Conch shells were used in the worship of the sun god, as well as to call the people together. Clay facsimiles of conch shells were made that replicated the sounds of the natural ones.
Small trumpets were made of clay, medium-sized ones were fashioned from large calabashes, and the largest, like those depicted in the Mayan mural at Bonampak, were of wood. These large trumpets had a very deep and muffled sound compared with the shrillness of the small clay trumpets.
The horizontal log drum, or teponaztli, is sometimes described as a two-keyed xylophone. It resembled a wooden log enclosed at each end and was often covered with carved designs. An I-shaped slit cut in the top allowed the tongues on each side to produce a different warm watery tone when struck by mallets with natural rubber tips called olmaitl. An "I" was also cut in the base to increase volume. A drummer usually stood upright to play the teponaztli, which was placed on a support.
The skins of deer, jaguars, and monkeys were combined with wood and clay in a great many shapes and sizes to make drums. An example notable for its expressive power and ritual use is the huéhuetl, or zakatán, a large, three-legged, vertical drum that the musician played with the hands while standing.
The teponazhuéhuetl was a combination instrument similar to the teponaztli but with a skin at each end of the cylindrical body. Small clay bongos with sharp, cheerful tones also were made.

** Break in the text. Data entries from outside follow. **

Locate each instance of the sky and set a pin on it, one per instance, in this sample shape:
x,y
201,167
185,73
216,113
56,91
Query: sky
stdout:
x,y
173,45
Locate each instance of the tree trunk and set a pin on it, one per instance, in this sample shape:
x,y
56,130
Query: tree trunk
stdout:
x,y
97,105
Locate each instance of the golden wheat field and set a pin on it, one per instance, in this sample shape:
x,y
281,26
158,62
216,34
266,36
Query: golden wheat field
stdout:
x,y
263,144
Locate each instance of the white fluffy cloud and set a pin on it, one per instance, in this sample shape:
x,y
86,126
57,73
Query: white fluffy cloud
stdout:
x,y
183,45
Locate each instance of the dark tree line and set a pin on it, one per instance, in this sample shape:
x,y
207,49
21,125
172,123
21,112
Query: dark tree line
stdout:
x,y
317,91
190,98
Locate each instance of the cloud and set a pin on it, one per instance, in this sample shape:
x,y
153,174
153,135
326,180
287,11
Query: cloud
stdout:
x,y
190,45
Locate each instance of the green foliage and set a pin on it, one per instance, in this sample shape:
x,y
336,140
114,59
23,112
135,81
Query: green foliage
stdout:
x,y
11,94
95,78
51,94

An unusual percussion instrument was the water drum, so called because it consisted of a vessel containing water on which floated half of a hollowed-out calabash, its convex side facing the musician. This was beaten with a stick covered with corn leaves.

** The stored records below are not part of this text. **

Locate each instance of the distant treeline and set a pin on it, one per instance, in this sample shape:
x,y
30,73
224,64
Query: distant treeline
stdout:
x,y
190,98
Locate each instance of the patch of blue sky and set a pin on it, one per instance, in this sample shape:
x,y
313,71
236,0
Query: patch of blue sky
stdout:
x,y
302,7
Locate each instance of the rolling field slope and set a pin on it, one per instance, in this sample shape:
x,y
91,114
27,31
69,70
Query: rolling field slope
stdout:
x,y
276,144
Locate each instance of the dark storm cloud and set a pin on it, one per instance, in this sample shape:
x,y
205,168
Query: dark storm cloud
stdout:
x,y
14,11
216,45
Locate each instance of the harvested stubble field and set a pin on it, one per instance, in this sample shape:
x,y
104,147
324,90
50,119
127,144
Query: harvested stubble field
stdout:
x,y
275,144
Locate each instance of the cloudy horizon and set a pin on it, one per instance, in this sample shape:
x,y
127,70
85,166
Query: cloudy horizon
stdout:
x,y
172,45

The turtle shell was played with a deer antler, a rubber stick, or a tree branch. Different shells produced different tones.
A stone became a percussion instrument when struck against a smaller one. The sound was crystalline and quite resonant, very similar to bottles containing water.
Probably the clay vessel was played as an instrument before the Conquest, since it is still heard today in the indigenous music of various regions and cultures with roots in the Mesoamerican past. However, no documented proof of this exists.
Whether or not string instruments existed is unknown, except for (probably) the musical bow. This was a type of hunting bow whose cord was beaten with two arrows, using a large calabash as a resonator. Today this is known as the tepehuano bow.
Robert Stevenson, Music in Aztec and Inca Territory (1968).
Norman Hammond, Classic Maya Music (1972).
Sibyl Marcuse, Musical Instruments: A Comprehensive Dictionary (1975).
Luis Antonio Escobar, La música precolombina (1985); Instrumentos musicales de América Latina y el Caribe (1988).
Archaeology, Inc. Secrets of the Maya. New York: Hather-leigh Press, 2003.
Gómez, Luis Antonio. El libro de música Mexica a través de los cantares mexicanos. México: Colegio Nacional de Bibliotecarios: Información Científica Internacional, 2001.